The Disruption of Bronze, and Technological Diffusion - lionhearted
http://www.ribbonfarm.com/2011/02/02/the-disruption-of-bronze

======
electromagnetic
The author of this piece is right, very few people seem to comprehend how well
established our trade was at the time. The silk road was well established
between Rome and China at the time that Genghis Khan started his rise, to the
point that it was his desire to capture it to tax it.

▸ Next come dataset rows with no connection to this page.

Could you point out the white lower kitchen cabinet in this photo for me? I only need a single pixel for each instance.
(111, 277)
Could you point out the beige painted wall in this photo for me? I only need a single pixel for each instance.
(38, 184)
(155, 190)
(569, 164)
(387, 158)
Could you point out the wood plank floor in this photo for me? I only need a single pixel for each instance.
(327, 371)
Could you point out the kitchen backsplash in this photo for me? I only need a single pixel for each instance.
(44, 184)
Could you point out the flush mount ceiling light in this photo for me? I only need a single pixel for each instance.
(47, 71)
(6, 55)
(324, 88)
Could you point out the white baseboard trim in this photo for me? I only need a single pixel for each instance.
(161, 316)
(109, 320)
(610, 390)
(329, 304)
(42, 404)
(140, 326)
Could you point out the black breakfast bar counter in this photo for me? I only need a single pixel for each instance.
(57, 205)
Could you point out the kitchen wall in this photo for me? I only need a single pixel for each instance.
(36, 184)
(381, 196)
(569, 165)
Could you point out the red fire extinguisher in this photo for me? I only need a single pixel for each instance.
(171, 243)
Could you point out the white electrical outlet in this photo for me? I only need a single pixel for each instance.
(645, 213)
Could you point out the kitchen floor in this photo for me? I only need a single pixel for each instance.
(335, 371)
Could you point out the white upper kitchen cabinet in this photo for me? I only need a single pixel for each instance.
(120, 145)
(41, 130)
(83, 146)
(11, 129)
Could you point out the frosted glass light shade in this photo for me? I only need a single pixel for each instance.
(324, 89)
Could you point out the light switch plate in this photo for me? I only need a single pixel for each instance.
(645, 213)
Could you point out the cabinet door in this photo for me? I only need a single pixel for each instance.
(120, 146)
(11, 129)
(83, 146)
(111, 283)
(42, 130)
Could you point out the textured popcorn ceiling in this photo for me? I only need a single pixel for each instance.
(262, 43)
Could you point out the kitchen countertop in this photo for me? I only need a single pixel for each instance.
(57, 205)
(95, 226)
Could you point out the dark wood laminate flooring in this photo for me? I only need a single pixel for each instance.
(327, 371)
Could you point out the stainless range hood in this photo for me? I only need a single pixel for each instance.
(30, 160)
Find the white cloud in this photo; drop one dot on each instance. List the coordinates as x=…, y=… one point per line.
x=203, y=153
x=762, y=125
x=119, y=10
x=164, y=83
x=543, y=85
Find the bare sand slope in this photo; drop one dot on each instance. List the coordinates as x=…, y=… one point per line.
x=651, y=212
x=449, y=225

They had two major technological innovations #1 was advanced horsemanship, #2
was the composite bow. They also had one major advancement in strategy derived
from their nomadic traditions - they knew how to hunt and how to do it
effectively. These modified their warfare tactics massively. For instance the
Mongols heavily favoured the tactic of attacking a vast swathe of outlying
villages and driving the populace toward the city they intended to siege. This
meant that the food stocks lasted very little time. They also knew how to
breach a castle by fooling the defender (they frequently attacked the gate and
fled, only to strike again), and more importantly they understood that a
hunted animal fights harder when it's trapped so they never encircled their
enemy, they always surrounded them in a crescent shape (IIRC it was noted that
the panic to escape often resulted in people being trampled to death) to allow
the people to escape. Once broken the Mongols simply followed on horseback and
picked their enemy off.

Khan has a shrewd warrior and anything he could use to help a siege he
acquired. They had catapults and ballista, but it was the Mongols who figured
out that the gunpowder of the Chinese combined with the metalurgy from the
European bell makers (yes bronze church bells) could be used to make a
cannon... so they built cannons. Genghis Khan established the worlds (first?)
best postal service for the time, to the degree of efficiency that likely
still put us to shame shortly before the invention of the car. This was
literally the internet of their day, especially as Khan recruited every
technologist his forces encountered.

This is why the barbarian invasions were so powerful against the Romans and
the ancient world, because they were fighting a civilization that had
exclusively predatory behaviour against city-states. One of their favourite
tactics was to divert a river to flood the city. Then it was just a matter of
time for the water to stagnate and infection and disease to go wild, even
though it rarely got to that point.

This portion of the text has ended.